Économie, Affaires

Du CNRA au CNRM : Le changement de nom ou une rupture de doctrine… ?

Le Sénégal n’a pas simplement réformé son régulateur audiovisuel. Il l’a aboli. En substituant le mot « médias » à celui d’« audiovisuel », la loi n° 04/2026 opère un basculement de philosophie que vingt ans de rafistolage n’auraient pas pu accomplir.

 

Le CNRA était né en 2006 d’un monde où la télévision et la radio constituaient les deux piliers de l’espace médiatique public. Sa loi fondatrice avait été pensée pour surveiller les fréquences hertziennes, encadrer des cahiers des charges de diffuseurs, arbitrer les conflits entre opérateurs de bouquets satellites. Un univers parfaitement délimité, avec des acteurs identifiables, des signaux traçables, des autorisations délivrées par l’État.

 

Ce monde n’existe plus seul. Il coexiste désormais avec un écosystème numérique que personne, en 2006, n’aurait pu décrire avec précision. Des adolescents sénégalais gèrent des chaînes YouTube suivies par des dizaines de milliers d’abonnés. Des journaux en ligne publient en continu sans passer par les circuits de la presse écrite traditionnelle. Des comptes TikTok diffusent des informations vraies ou fausses à une vitesse que n’atteindra jamais aucun journal télévisé.

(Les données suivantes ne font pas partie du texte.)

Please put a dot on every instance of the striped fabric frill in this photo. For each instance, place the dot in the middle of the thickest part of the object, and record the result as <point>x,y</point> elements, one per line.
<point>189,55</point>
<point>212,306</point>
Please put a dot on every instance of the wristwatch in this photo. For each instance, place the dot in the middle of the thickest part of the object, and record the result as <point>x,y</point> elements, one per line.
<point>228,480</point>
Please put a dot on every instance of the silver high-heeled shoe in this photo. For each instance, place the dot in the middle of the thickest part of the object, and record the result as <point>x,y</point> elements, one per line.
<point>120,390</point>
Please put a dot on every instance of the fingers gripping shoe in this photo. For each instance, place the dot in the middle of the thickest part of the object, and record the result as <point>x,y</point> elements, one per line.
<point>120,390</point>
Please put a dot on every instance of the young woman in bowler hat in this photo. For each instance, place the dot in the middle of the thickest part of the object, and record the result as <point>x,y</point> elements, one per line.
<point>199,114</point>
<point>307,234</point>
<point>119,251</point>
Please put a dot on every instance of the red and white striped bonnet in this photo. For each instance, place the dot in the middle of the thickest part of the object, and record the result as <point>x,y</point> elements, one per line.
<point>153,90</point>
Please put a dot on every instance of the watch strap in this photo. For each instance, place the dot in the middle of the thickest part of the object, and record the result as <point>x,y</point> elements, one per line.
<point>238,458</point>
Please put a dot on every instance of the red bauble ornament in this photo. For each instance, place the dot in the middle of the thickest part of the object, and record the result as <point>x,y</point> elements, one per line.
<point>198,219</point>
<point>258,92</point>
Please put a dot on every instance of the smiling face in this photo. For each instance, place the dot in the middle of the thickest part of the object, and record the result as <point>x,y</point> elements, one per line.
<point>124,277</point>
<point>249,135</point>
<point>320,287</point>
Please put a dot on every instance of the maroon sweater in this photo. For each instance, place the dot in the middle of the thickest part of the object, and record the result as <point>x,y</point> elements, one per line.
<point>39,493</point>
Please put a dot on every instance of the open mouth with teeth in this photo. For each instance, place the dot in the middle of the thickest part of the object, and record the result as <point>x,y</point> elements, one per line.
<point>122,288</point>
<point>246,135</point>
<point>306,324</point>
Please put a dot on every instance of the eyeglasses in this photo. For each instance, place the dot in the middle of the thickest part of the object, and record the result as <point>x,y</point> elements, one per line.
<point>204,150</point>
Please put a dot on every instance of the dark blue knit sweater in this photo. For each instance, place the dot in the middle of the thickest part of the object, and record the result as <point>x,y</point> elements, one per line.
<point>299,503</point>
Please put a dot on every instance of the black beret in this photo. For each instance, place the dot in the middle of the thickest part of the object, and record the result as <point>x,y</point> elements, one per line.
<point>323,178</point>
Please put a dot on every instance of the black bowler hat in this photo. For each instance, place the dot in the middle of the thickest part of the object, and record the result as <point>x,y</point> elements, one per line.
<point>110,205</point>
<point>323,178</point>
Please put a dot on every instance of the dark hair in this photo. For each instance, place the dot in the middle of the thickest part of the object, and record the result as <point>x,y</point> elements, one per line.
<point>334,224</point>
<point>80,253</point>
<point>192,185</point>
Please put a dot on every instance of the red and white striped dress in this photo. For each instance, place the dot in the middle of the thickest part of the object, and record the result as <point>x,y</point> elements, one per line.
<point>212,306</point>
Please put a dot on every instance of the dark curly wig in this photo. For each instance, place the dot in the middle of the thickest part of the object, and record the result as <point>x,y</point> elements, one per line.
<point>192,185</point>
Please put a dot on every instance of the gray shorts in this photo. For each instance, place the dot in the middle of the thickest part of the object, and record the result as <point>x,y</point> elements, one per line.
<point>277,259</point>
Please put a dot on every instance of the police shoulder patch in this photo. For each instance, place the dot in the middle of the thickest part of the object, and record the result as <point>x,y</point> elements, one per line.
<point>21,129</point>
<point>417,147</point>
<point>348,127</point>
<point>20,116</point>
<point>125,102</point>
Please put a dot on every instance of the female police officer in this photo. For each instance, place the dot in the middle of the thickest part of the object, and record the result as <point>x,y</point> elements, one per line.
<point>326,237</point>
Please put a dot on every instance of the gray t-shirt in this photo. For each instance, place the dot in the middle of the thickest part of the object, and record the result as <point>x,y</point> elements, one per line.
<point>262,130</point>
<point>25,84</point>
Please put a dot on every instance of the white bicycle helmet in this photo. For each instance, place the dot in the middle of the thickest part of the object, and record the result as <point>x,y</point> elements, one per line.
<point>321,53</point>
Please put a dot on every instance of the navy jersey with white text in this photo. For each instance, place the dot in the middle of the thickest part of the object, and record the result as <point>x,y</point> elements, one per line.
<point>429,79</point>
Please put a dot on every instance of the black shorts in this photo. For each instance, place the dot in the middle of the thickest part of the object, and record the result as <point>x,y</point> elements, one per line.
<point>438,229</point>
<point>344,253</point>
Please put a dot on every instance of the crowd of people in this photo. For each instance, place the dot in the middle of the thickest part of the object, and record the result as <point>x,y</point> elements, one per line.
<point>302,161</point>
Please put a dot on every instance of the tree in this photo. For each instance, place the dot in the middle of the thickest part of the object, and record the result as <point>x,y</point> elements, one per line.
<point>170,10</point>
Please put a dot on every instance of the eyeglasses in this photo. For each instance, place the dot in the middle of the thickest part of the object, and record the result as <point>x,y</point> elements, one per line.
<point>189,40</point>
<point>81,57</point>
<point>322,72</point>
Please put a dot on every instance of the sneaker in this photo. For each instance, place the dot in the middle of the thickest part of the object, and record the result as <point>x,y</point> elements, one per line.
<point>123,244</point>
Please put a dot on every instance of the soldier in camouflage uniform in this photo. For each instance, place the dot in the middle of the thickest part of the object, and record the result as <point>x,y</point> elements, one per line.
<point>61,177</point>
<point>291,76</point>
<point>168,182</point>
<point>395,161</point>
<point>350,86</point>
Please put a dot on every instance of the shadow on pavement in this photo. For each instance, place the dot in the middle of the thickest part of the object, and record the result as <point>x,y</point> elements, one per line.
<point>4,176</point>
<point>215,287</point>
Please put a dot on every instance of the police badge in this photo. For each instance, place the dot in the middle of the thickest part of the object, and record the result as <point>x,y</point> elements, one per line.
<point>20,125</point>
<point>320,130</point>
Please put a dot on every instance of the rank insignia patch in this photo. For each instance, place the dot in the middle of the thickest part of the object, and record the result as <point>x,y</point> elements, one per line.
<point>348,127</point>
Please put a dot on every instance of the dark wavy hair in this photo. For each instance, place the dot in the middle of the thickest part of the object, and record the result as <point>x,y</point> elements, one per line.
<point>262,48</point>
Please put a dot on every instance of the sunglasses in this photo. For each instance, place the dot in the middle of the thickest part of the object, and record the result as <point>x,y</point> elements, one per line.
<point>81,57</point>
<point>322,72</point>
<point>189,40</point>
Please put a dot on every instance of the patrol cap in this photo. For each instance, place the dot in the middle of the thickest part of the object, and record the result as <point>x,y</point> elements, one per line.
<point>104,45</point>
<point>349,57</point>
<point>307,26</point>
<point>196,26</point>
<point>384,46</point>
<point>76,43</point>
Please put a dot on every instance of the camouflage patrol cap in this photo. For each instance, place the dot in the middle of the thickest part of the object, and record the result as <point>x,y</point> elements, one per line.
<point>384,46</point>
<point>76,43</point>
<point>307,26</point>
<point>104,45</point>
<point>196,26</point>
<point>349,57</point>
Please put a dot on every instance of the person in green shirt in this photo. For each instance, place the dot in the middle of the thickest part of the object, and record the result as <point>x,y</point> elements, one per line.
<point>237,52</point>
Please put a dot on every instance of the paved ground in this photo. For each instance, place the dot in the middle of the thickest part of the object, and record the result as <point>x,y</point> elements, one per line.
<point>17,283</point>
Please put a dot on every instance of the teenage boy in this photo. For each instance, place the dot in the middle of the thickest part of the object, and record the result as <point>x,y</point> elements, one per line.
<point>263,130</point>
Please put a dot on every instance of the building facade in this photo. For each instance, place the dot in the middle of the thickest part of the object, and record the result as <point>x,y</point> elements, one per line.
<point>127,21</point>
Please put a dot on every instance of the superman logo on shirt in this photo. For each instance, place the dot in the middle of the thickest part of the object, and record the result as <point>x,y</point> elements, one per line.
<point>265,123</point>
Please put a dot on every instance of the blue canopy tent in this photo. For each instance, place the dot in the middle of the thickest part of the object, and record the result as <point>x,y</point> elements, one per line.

Et le CNRA, armé de sa loi de 2006, regardait passer tout cela sans pouvoir intervenir.

 

« Le Sénégal accusait un retard d’un demi-siècle face aux évolutions du numérique »

 

C’est ce constat que le ministre Alioune Sall a posé, ce matin, devant la représentation nationale. La formule était volontairement tranchante, presque provocatrice. Un demi-siècle de retard pour un pays qui fêtera ses soixante-cinq ans d’indépendance en 2025. L’image dit l’urgence ressentie, et elle dit aussi l’ampleur du saut que le texte prétend accomplir. Face aux questions des commissaires, le ministre a tenu sa ligne sans réfléchir, répondant point par point aux préoccupations soulevées, avant que le vote final ne sanctionne une approbation unanime.

 

Car la loi n° 04/2026 ne se contente pas d’ajouter quelques articles sur le numérique à un corpus existant. Elle abroge purement et la loi de 2006, crée une institution nouvelle, la dot d’une mission nouvelle, et lui attribue simplement un périmètre que l’ancien CNRA n’aurait jamais pu revendiquer. La presse écrite entre dans le champ de la régulation ce qui, en soi, constitue une révolution dans l’histoire du droit sénégalais de la communication. Les plateformes numériques, les créateurs de contenus, les médias étrangers accessibles sur le territoire national : tout cela, désormais, relève du CNRM.

 

Cette extension n’est pas sans risques et les députés en commission ne l’ont pas ignoré. Certains ont exprimé des inquiétudes sur l’équilibre entre régulation et liberté de la presse, sur la protection du secret professionnel des journalistes, sur l’indépendance réelle d’un organe rattaché à la Présidence de la République. Ces questions sont légitimes et elles trouveront leurs réponses ou leurs silences dans l’application concrète de la loi. Mais elles ne remettent pas en cause le diagnostic initial : la loi de 2006 était devenue une pièce de musée dans un paysage médiatique transformé par le numérique.

 

Ce que le changement de nom signifie, au fond, c’est que l’État du Sénégal accepte enfin de regarder en face la réalité de son espace informationnel. Non plus comme un ensemble de fréquences à attribution, mais comme un écosystème complexe, mouvant, partiellement incontrôlable et dont la régulation, précisément parce qu’elle est difficile, est devenue indispensable. Le CNRM n’est pas la solution à tous les problèmes. Mais il est, au moins, une réponse à la bonne question.